The Great Wall was even better this time although our visibility was not as good. Although still very smoggy, we clamoured up a few thousand steps to marvel at this feat of human engineering between 500 BC and 1600 AD.

The Forbidden City is a magnificent engineering creation, too. Constructed by an estimated 1 million workers between 1406 and 1420, this awe-inspiring colossus served as the Chinese imperial palace from the Ming Dynasty to the end of the Qing Dynasty - the "Last Emperor" - who abdicated in 1912. That is five centuries, and 24 Emperors, as the ceremonial and political centre of Chinese government. Today, it is a huge tourist draw, and part of it is home to the Palace Museum and its famous Ming collection - half of which was moved out during the Japanese invasion in WW2, and later evacuated to Taiwan in 1947 under orders by Chiang Kai-shek, whose Kuomintang was losing the Chinese Civil War. Mainland China is still aggravated about that, but since we were in Taiwan earlier on this voyage, we have seen the entire Palace collection!
Now the Forbidden City… Wow.

It is the world's largest surviving palace complex, and “complex” it is. With increasingly nested (and sacred) inner sanctums, in a vast [3,000 x 2,500 ft] space of its own, preceded by the also vast Tiananmen Square, all of which dominates central Beijing, it has long inspired reverence and fear. No one was allowed in any of the layered courtyards or the 980 surviving buildings without the Emperor’s permission, and very few individuals got into the innermost core… except the many concubines, of course.

Our group toured it to the point of exhaustion, in dense crowds at times, but staying near to one another “… like sticky rice” – Guide Chen’s favorite expression. (No, his second favorite; he would chuckle or grin as he talked about having “… greased the palms” to slide our group through congested situations, entrance points, hotels, and airports, etc).

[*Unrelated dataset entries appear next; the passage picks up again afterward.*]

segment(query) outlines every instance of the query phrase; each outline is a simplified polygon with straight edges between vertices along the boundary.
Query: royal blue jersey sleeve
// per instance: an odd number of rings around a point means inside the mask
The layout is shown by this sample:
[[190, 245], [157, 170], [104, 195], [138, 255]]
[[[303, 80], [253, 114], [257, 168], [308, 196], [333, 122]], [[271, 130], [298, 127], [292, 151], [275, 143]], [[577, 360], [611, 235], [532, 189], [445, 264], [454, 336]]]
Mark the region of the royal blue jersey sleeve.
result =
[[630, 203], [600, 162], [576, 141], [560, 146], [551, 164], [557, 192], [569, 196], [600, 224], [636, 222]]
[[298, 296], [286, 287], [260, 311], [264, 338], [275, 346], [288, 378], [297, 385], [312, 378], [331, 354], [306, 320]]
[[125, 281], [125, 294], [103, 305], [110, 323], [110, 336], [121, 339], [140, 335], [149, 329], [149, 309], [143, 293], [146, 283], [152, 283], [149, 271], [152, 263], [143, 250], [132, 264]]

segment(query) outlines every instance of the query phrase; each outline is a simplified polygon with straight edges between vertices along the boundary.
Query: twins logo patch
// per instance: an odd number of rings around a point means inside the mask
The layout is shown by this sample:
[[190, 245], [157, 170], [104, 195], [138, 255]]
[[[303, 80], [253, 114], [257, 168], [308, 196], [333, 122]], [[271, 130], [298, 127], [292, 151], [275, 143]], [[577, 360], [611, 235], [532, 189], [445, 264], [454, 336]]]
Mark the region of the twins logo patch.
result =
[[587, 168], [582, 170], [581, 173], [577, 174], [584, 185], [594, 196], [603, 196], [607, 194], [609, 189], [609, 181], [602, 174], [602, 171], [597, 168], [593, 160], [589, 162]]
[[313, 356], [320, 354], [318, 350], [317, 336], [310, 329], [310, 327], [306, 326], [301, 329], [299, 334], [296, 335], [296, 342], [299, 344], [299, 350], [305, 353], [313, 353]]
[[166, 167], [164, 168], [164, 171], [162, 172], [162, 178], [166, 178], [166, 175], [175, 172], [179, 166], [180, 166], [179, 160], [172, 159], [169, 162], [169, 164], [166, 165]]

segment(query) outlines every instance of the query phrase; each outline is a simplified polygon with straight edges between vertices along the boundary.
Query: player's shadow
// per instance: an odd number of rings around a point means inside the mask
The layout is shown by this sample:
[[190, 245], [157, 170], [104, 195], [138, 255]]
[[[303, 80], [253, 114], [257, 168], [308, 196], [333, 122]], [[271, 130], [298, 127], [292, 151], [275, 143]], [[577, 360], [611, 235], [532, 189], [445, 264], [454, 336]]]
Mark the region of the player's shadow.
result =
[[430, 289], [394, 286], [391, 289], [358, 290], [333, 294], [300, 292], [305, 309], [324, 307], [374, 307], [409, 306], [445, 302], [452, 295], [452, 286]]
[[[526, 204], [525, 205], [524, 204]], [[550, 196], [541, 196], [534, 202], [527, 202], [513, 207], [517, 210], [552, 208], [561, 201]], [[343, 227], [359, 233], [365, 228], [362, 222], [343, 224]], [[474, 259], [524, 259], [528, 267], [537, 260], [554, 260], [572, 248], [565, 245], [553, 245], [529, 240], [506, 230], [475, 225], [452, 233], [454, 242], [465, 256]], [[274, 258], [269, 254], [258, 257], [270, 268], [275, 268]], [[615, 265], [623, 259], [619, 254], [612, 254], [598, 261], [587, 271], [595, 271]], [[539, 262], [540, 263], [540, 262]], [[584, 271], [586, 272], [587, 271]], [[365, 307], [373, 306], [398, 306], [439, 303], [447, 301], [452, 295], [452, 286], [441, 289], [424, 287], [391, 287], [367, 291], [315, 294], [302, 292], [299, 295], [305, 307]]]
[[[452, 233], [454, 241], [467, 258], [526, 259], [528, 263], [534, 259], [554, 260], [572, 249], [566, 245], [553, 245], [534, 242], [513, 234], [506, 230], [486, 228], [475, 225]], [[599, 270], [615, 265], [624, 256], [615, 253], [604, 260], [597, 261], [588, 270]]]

The Temple of Heaven, another graceful complex several miles away but still in Beijing, was also constructed in 1420, and was the official site of Emperor-led annual ceremonies of prayers to Heaven for good harvest.

On a less architectural note, when in China (just as in Thailand), you have to eat noodles - so we do that at one of the million noodle restaurants.

And when in Beijing, specifically, you have to eat Peking Duck – and we do that as a group event one evening, too. Video below:



Beyond the tourist magnet sites above, Beijing is full of things to do. Among the recommended are:
  • watching seniors practice Tai Chi in the morning,











  • taking a rickshaw ride through the old part of the city (known as the Hutons),











  • fending off - or bargaining with - the ever-present hawkers, and










  • listening to glass shatter (almost) at a screechy tourist-oriented production of Peking Opera..


All – except the last one – were entertaining and worthy of the recommendation. Apparently young Chinese are not interested in the Peking Opera, and we felt a bond with them!


  • We concluded Beijing with a drive-by of the Olympic facilities including the Bird's Nest and the Water Cube. Impressive city and a showpiece for China’s emergence as a superpower.